Pat’s or Geno’s?
The two classic rivals of one of America’s greatest sandwiches.
Does it matter? I’ve never been to Philadelphia, but from my understanding, the only difference is that one uses sliced beef, and the other uses chopped.
There’s this bar near my place, Soho, that makes an absolute dynamite Philly. I eat this thing far more often than I should. And quite frankly, I’m surprised it took me as long as it did to clue in that a Philly omelette is a perfect idea.
It’s most of the things we already put in omelettes: onions, peppers, mushrooms, meat and cheese.
Why this didn’t come to me sooner is probably because my unhealthy eating habits have somehow damaged my brain function.
This is all about the filling. Make the physical omelette in any style you like.

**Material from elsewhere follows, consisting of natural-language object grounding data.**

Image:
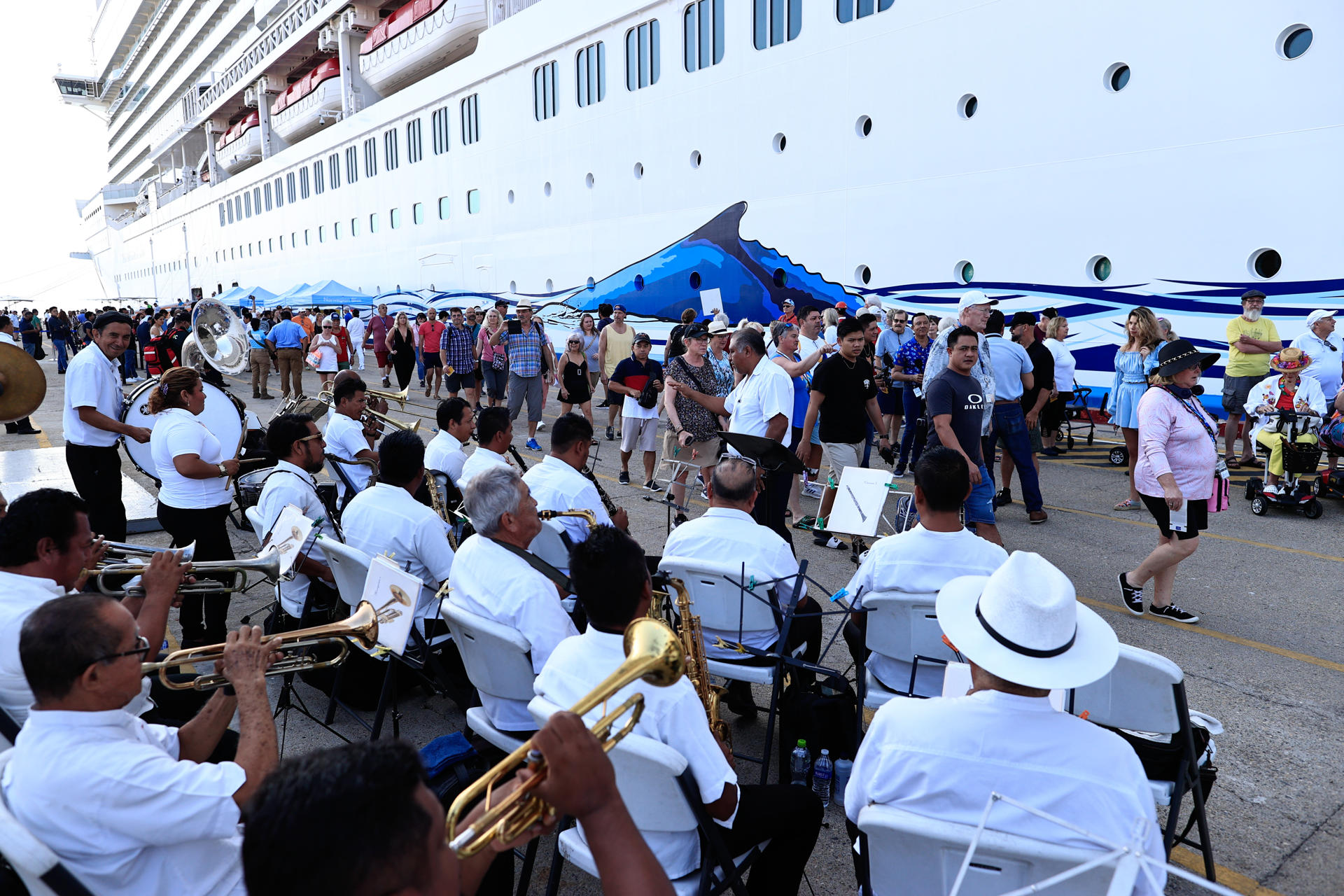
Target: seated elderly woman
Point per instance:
(1284, 390)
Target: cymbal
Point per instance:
(22, 384)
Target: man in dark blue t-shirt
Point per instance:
(956, 406)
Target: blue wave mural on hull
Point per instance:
(753, 280)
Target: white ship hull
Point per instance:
(1217, 149)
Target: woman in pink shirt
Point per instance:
(1175, 473)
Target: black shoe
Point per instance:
(1174, 613)
(1132, 597)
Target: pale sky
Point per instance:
(51, 156)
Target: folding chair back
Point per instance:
(717, 597)
(39, 868)
(350, 568)
(645, 774)
(552, 545)
(1136, 695)
(909, 853)
(495, 656)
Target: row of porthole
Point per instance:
(1264, 264)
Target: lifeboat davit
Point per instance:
(309, 104)
(239, 147)
(419, 39)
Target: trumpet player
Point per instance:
(194, 498)
(349, 438)
(134, 808)
(558, 485)
(374, 798)
(612, 582)
(45, 547)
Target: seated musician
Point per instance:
(447, 450)
(923, 559)
(493, 437)
(1025, 633)
(45, 547)
(349, 438)
(729, 533)
(558, 485)
(387, 519)
(612, 582)
(128, 806)
(374, 799)
(493, 578)
(299, 444)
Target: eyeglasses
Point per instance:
(141, 650)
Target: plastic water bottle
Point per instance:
(799, 762)
(822, 774)
(843, 769)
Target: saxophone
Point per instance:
(692, 648)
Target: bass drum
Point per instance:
(223, 415)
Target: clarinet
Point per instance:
(608, 504)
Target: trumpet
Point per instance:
(268, 564)
(588, 514)
(654, 653)
(125, 550)
(360, 626)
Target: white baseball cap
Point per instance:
(972, 298)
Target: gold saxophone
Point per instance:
(692, 649)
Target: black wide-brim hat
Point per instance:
(1180, 355)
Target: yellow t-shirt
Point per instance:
(1240, 363)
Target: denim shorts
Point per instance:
(980, 504)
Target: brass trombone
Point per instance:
(268, 564)
(360, 626)
(654, 653)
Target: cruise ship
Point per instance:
(729, 155)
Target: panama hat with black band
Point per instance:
(1025, 625)
(1180, 355)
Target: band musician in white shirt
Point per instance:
(556, 482)
(128, 806)
(923, 559)
(46, 546)
(349, 438)
(1025, 633)
(493, 578)
(447, 451)
(612, 580)
(727, 533)
(387, 519)
(493, 437)
(300, 447)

Amounts are not exact, just suggestions. These recipes are general guidelines roughly aimed towards single egg, individual portions unless otherwise mentioned. Adjust as necessary. Play around. Have fun.
Season everything to taste with salt and pepper.
Disclaimer: Though unlikely, eating undercooked eggs can cause illness.
- Olive Oil
- 1/4 cup Beef (any kind of steak or roast), sliced thin
- 1/4 small Onion, sliced thin
- 1/4 Green Pepper, sliced thin
- 2 Mushrooms, sliced thin
- 1 tbsp Cheese Whiz
- 1 Egg, beaten
- Provolone, sliced
- Salt and Pepper, to taste
- Heat oil over medium heat. Add beef and cook for 30 seconds.
- Add onions, peppers and mushrooms. Continue cooking until beef is cooked through and vegetables are soft.
- Stir in Cheese Whiz, season with salt and pepper and set aside.
- In a clean pan, melt butter over medium-low heat. Add egg and cook until egg begins to set, around 15 seconds.
- Add provolone and meat mixture, and continue cooking until desired doneness.
- Fold in preferred style and serve.